With symmetric coroutines, all coroutines are equal. A thread can jump from any coroutine to any other coroutine. When switching, the programmer always needs to specify which coroutine to jump to, i.e. destination.

With asymmetric coroutines, coroutines have a parent-child relation. There are two different operations that jumps between coroutines, namely resume and yield. When a thread “resumes” a coroutine, the destination becomes the child of the source coroutine, until it “yields”, when the thread jumps back from the child to the parent coroutine. A coroutine cannot be resumed when it already has a parent. When yielding, the programmer doesn’t need to specify the destination, because the destination is always implicitly the parent coroutine.

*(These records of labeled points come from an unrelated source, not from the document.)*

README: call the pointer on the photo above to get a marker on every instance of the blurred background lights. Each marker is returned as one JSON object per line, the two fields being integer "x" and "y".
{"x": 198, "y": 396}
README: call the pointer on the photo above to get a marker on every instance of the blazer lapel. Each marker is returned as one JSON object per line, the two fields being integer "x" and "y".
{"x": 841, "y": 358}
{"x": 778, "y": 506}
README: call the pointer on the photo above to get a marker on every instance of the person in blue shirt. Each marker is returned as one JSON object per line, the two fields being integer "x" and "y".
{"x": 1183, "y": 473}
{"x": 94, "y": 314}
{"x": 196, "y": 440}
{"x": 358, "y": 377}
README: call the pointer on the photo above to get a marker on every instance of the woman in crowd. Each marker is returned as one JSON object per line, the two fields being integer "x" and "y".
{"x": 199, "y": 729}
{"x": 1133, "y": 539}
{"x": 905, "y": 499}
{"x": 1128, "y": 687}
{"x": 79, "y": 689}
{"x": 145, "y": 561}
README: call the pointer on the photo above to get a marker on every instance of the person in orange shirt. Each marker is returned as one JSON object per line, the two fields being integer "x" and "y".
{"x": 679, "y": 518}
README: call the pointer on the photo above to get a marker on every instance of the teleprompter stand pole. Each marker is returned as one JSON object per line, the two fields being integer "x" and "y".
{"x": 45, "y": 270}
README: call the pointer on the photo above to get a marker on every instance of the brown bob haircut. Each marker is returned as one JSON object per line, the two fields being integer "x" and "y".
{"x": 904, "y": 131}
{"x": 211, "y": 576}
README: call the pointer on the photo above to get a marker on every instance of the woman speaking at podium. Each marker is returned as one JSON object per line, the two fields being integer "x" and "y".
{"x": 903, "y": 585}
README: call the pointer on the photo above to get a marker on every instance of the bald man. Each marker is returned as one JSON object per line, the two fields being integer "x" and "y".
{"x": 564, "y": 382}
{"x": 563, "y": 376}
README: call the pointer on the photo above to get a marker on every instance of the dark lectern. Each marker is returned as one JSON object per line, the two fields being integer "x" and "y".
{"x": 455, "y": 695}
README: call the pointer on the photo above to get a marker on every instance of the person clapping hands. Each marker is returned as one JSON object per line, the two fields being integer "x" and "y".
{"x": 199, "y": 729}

Symmetric and asymmetric coroutines have equal expressive power, and they can implement each other. See Coroutines in Lua for more details.

Stackful and stackless coroutines.

A stackful coroutine has its own execution stack. A thread can switch coroutine when the current coroutine has any number of frames on its stack. When switching, the thread saves the entire stack and switches to a whole new stack (implementation-wise, it only needs to save registers, change the stack pointer, and restore registers from the new stack).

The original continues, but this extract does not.